Psychology
A foundation model to predict and capture human cognition
M. Binz, E. Akata, et al.
The paper addresses the challenge of moving from domain-specific computational and cognitive models to a unified approach capable of predicting human behaviour across diverse domains. Existing systems (e.g., AlphaGo) and theories (e.g., prospect theory) excel in narrow settings but fail to generalize to learning, planning, exploration, and other facets of cognition. The authors propose that progress towards a unified theory requires a general computational model that predicts and simulates human behaviour across arbitrary experiments. They introduce Centaur, a foundation model of human cognition, created by fine-tuning a large language model on Psych-101, a large corpus of trial-by-trial human behavioural data transcribed into natural language across 160 canonical psychological experiments (including multi-armed bandits, decision-making, memory, supervised learning, Markov decision processes, and others). The goal is to demonstrate robust prediction on held-out participants and experiments, generalization to new cover stories and task structures, transfer to entirely new domains, and improved alignment with neural activity—thereby supporting the feasibility of domain-general predictive cognitive models.
The work situates itself within efforts to build general models of human cognition and behaviour, referencing foundational calls for unified theories of cognition and contrasting with domain-specific paradigms. It cites: domain-specific success in AI (e.g., AlphaGo) and cognitive models (e.g., prospect theory); cognitive-science paradigms for exploration (e.g., horizon task), reinforcement learning (two-step task), and decision-making; and recent work using large-scale behavioural datasets and machine learning to discover decision-making theories. It also connects to literature on large language models (Llama 3.1), parameter-efficient fine-tuning (QLoRA), evaluation benchmarks (CogBench, metabench), human-alignment analyses, and neural prediction studies using model representations. The paper argues that previous models lack the breadth to generalize across diverse tasks, cover stories, and domains, motivating a foundation-model approach grounded in large-scale trial-level behavioural data.
Data: Psych-101 was constructed by manually transcribing 160 psychological experiments into natural language prompts, each containing full trial-by-trial session histories for single participants. Inclusion criteria: publicly available trial-level data; transcribable without substantial information loss; broad domain coverage. Psych-101 includes >60,000 participants, >10,000,000 choices, 253,597,411 tokens across domains such as bandits, decision-making, memory, supervised learning, MDPs.
Model: Centaur is built by fine-tuning Llama 3.1 70B using QLoRA (quantized low-rank adaptation).

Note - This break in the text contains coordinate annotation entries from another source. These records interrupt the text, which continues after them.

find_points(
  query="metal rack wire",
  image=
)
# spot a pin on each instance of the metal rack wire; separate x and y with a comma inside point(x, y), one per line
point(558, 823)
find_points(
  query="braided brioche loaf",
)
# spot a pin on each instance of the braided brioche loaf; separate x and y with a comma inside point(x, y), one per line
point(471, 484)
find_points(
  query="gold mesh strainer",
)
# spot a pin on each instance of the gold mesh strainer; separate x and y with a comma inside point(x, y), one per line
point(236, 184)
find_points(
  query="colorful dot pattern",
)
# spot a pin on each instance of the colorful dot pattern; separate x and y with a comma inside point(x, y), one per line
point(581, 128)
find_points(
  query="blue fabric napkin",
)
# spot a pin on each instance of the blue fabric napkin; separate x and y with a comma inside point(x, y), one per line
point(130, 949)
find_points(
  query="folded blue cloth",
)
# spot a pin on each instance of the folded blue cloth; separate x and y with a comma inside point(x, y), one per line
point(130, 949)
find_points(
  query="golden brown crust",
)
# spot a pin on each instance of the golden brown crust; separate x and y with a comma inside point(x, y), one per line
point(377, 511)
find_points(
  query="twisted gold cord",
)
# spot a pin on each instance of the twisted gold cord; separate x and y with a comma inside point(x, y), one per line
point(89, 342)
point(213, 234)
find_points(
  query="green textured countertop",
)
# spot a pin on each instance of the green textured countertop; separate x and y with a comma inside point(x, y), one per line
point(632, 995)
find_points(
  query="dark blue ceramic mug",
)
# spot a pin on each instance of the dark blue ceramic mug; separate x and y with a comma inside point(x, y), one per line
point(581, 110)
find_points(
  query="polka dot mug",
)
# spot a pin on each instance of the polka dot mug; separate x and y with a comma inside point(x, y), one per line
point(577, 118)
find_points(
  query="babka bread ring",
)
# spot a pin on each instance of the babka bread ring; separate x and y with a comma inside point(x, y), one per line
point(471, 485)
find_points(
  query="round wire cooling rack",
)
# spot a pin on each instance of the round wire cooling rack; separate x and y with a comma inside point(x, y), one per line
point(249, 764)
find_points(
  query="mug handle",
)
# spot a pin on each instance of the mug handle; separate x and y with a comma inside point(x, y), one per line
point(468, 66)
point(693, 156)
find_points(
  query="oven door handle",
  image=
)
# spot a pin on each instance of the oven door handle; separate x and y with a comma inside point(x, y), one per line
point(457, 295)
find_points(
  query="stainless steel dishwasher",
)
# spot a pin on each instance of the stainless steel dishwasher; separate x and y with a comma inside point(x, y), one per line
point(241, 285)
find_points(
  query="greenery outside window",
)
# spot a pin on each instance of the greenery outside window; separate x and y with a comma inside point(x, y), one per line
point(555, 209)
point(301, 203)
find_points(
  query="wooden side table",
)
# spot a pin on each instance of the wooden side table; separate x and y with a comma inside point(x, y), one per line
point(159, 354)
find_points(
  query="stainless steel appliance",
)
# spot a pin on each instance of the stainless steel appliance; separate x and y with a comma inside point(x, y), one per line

The base model is frozen in 4-bit quantization; low-rank adapters (rank r=8) are added to all non-embedding linear layers of attention and feedforward networks, introducing ~0.15% additional trainable parameters (half-precision). Training objective is cross-entropy, with loss masked for all tokens except human responses to focus on behavioural prediction rather than instruction completion. Training ran for one epoch (to avoid overfitting) with effective batch size 32, learning rate 5e-5, weight decay 0.01, 8-bit AdamW optimizer with linear warm-up over the first 100 steps. Implemented with unsloth; training took ~5 days on an A100 80GB GPU. A smaller 8B version (Minitaur) was also trained with the same recipe for prototyping.
Evaluation metric: Negative log-likelihood (NLL) averaged over responses; for multi-token responses, log-likelihoods were summed per response then averaged. One-sided t-tests assessed whether Centaur outperformed competitors given a directional hypothesis.
Baselines: 14 domain-specific cognitive/statistical models (e.g., generalized context model, prospect theory, various RL models) were fitted on training participants (joint parameters), and evaluated on held-out participants using NLL. For out-of-distribution (OOD) evaluations, baseline parameters were transferred from the most similar in-distribution experiment (e.g., two-step task with spaceship cover story for magic carpet; horizon task for Maggie’s farm). No baseline was used for logical reasoning (no close proxy in training data).
Generalization tests: (1) Held-out participants within Psych-101 experiments; (2) Modified cover story (two-step task with magic-carpet cover story); (3) Modified task structure (three-armed bandit “Maggie’s farm”); (4) Entirely new domain (logical reasoning/LSAT items); plus six additional OOD paradigms (moral decision-making, economic games, naturalistic category/reward learning, behavioural propensities, deep sequential decision task).
Open-loop simulations: Centaur responses were fed back into the model to test behavioural generation in horizon task, two-step task, and a social prediction game (predicting strategies of humans vs artificial agents with matched statistics).
Response times: ~4,000,000 RTs were analyzed; three linear mixed-effects models predicted log RT from log response entropy derived from Centaur, Llama, and cognitive models; conditional R² and Bayes factors compared fits.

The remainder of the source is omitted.